# Kompozer problems



## Sandranz (Jul 19, 2008)

I am getting so frustrated trying to find a good wysifa or html editor to design my website with (newbie!!). I have tried kompozer and coffee cup html editor and vsd. I think I know what I am doing best in kompozer but is it all there? When I downloaded and unzipped the files, I ended up with a whole of files and no idea what to do so I just opened the main Kompozer file. Please forgive this question because I expect it is really dumb, does opening the one that says Kompozer somehow magically connect with the other files. Thank-you


----------



## tomdkat (May 6, 2006)

Kompozer doesn't come with an "installer" that will perform a traditional application install. It comes in a ZIP file. When you uncompress the ZIP file, you will have a kompozer folder with a "ready-to-run" copy of Kompozer in it.

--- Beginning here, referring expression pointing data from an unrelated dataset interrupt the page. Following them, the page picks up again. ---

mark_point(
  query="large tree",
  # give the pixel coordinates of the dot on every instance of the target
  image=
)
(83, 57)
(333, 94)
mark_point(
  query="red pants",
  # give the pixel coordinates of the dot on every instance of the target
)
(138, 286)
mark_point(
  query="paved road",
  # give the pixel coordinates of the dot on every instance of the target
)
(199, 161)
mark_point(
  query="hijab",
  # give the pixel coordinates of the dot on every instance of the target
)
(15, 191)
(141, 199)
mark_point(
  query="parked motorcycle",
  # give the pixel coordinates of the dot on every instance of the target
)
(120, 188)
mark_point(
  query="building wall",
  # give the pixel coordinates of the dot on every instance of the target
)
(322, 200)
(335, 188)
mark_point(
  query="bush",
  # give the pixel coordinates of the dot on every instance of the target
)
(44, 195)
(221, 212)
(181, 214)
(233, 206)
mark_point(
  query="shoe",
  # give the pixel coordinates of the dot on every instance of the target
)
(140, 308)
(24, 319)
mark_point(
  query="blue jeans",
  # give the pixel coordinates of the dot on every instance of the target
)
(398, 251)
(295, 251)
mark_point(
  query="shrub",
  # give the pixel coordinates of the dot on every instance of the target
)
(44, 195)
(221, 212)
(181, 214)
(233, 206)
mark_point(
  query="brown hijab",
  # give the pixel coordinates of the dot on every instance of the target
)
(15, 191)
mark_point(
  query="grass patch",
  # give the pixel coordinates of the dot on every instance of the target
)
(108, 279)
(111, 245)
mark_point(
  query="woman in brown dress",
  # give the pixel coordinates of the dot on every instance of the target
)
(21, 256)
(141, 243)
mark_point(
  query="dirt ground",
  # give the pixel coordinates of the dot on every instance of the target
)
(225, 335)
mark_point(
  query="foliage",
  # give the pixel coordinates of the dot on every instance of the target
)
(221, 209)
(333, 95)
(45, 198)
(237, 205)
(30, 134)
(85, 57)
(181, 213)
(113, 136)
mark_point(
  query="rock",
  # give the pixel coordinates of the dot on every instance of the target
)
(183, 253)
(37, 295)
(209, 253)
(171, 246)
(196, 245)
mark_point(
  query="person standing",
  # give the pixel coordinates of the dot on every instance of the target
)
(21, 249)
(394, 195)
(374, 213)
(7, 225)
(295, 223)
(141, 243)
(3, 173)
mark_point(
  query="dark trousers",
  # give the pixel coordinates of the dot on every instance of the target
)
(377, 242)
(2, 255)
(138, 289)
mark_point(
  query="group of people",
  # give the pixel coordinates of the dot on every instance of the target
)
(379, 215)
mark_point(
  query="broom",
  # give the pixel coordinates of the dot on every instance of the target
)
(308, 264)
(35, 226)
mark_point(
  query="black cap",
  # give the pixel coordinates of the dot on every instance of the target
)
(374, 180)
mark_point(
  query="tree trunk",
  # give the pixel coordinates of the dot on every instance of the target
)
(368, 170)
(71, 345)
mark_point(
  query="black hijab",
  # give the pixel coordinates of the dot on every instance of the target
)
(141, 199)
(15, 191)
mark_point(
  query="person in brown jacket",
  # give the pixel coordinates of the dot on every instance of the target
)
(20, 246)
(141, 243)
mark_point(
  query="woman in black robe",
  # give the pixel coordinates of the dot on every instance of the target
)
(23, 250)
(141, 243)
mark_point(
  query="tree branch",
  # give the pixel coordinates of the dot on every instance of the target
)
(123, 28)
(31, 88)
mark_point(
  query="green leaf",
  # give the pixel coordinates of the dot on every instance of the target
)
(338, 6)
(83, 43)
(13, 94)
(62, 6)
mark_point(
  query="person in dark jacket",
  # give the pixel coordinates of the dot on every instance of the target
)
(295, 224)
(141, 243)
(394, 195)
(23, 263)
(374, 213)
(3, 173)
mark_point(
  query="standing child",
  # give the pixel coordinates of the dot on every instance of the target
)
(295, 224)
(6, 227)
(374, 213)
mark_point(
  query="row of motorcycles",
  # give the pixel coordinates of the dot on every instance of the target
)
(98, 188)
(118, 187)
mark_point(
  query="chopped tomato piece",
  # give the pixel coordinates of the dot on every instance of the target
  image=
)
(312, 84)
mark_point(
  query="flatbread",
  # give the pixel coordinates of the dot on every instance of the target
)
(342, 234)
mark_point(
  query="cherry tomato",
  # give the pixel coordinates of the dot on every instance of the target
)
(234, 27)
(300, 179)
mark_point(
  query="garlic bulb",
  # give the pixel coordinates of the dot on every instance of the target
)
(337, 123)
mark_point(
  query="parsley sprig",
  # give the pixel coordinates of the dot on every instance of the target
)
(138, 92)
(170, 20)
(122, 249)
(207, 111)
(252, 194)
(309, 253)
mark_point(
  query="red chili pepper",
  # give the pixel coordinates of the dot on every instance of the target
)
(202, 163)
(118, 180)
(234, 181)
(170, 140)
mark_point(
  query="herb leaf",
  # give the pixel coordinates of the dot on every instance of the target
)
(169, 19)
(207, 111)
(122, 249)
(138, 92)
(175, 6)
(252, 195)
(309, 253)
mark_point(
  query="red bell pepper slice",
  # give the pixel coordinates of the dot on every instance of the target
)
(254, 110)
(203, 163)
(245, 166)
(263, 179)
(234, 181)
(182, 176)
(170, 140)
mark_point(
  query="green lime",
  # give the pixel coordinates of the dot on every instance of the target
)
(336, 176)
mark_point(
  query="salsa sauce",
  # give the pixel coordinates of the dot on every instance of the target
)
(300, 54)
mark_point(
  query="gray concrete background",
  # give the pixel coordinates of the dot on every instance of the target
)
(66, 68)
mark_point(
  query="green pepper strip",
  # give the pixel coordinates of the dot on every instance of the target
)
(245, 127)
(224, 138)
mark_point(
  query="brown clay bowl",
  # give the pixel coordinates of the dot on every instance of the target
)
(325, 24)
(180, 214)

Double-clicking the Kompozer icon will start the tool and you should see a window like in the attached screenshot.

Peace...


----------



## Sandranz (Jul 19, 2008)

Great, that is what I have. Thank-you!!!


----------



## tomdkat (May 6, 2006)

Coolio! I use Kompozer a lot so feel free to post any questions you have in this forum.

By the way, I know three women from New Zealand. :up:

Peace...


----------